Threats of Valid Combolists
Combolists have never been the main weapon in a cybercriminals’ arsenal. Combolists have been around for a long time, but utilizing stealer log data to craft them is the up-and-coming way for cybercriminals to not only monetize the stolen data, but also use them in credential stuffing, account takeover or other targeted campaigns. With this new combolist crafting method, they are more dangerous than ever before. Here are a few examples that explain why:
Threat actor from BreachedForums posts 100k Combolist Collected from logs with a high 98.5% match to stealer logs
Threat actor from BreachedForums posts 100k Fresh Email_Pass with a 93% match to stealer logs
Threat actor MegaCloud from BreachedForums posts a 50k Fresh Combolist with a 6.5% match to stealer logs
Threat actor from BreachedForums and Telegram posts 80k UHQ Combolist with a 22% match to stealer logs
Threat actor from BreachedForums posts 9k Combolist from RatLogs that has a 90% match to stealer logs
Threat actor from BreachedForums posts UHQ 316k Combolist that has a 88% match to stealer logs
Threat actor from NulledForums posts 72k Combolist with a 67% match to stealer logs
Combolists of the Future, Powered by Malware
Not all combolists are made the same, nor are they all valid. Combolists have long been an afterthought due to their questionable credibility, until recently. In the past, combolists were commonly generated by cybercriminals through past breaches and can even be fake, engineered data for the purpose of notoriety. Credentials from these sources are often old and invalid, especially if the company that has been breached has required their users to change their passwords.

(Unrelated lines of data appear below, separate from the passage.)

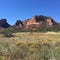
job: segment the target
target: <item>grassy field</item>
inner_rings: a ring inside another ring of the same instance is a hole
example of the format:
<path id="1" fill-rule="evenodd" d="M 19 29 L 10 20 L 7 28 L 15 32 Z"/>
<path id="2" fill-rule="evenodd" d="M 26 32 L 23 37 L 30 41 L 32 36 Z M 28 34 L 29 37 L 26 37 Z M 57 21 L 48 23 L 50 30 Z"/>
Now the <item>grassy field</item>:
<path id="1" fill-rule="evenodd" d="M 0 34 L 0 60 L 60 60 L 60 33 Z"/>

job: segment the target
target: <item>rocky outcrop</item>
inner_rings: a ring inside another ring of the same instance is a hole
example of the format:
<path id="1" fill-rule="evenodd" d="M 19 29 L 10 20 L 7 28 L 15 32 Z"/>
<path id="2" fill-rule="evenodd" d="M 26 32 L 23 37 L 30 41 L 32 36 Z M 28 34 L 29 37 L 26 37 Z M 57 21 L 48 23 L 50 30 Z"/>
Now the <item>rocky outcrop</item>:
<path id="1" fill-rule="evenodd" d="M 36 19 L 35 19 L 35 16 L 34 16 L 31 19 L 26 20 L 24 22 L 24 26 L 25 26 L 26 30 L 29 30 L 29 29 L 36 30 L 36 29 L 39 29 L 40 24 L 39 24 L 39 22 L 36 22 Z"/>
<path id="2" fill-rule="evenodd" d="M 32 18 L 25 20 L 24 26 L 26 30 L 36 30 L 41 28 L 56 28 L 59 25 L 51 17 L 40 15 L 33 16 Z"/>
<path id="3" fill-rule="evenodd" d="M 15 26 L 18 28 L 22 28 L 23 27 L 23 22 L 21 20 L 17 20 L 15 23 Z"/>
<path id="4" fill-rule="evenodd" d="M 0 20 L 0 28 L 8 28 L 10 27 L 10 24 L 7 23 L 6 19 L 1 19 Z"/>

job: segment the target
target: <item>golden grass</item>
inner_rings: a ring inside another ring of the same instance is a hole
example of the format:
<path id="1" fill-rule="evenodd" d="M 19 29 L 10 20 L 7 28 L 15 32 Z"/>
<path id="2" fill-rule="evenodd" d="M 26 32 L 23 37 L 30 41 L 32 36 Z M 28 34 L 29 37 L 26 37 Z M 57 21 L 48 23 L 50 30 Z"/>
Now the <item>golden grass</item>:
<path id="1" fill-rule="evenodd" d="M 0 34 L 0 60 L 46 60 L 46 54 L 49 59 L 60 59 L 60 33 L 20 32 L 13 35 Z"/>
<path id="2" fill-rule="evenodd" d="M 0 35 L 0 41 L 8 43 L 55 43 L 60 41 L 60 33 L 47 32 L 47 33 L 30 33 L 21 32 L 14 33 L 14 37 L 8 38 Z"/>

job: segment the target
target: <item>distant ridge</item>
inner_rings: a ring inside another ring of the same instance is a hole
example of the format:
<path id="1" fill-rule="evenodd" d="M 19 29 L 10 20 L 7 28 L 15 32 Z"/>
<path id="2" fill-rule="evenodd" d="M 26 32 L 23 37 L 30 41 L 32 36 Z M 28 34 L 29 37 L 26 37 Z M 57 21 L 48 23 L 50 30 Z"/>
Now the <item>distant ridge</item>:
<path id="1" fill-rule="evenodd" d="M 38 30 L 42 28 L 57 29 L 60 28 L 60 23 L 55 22 L 51 17 L 47 17 L 44 15 L 37 15 L 24 21 L 17 20 L 13 26 L 17 28 L 23 28 L 24 30 Z M 0 29 L 9 27 L 11 27 L 11 25 L 7 23 L 6 19 L 0 20 Z"/>

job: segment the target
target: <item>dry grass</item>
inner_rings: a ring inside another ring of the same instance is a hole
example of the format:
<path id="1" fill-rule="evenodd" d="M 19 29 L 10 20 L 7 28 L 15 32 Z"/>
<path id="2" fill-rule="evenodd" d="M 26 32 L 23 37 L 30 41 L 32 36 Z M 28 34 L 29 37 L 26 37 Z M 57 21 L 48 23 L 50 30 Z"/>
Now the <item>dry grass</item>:
<path id="1" fill-rule="evenodd" d="M 60 33 L 20 32 L 13 35 L 10 38 L 0 35 L 0 60 L 45 60 L 46 54 L 51 59 L 60 59 Z"/>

Today, researchers from SpyCloud have noticed a new trend of combolists being generated from stealer logs. Such combolists have a tendency to be of high quality, as the credentials are harvested fresh out of stealer logs. Stealer log data comes from malware and seizes the latest, valid, and critical personal information directly from an infected machine’s browser and autofill data – the home of login credentials for a plethora of websites. Combolists generated from stealer logs are out there and they are now undeniably a threat. It’s an alarming plot twist, but one that shouldn’t surprise us. Criminals are always innovating – but it’s our job to keep pace, and this discovery could be the all-important denouement.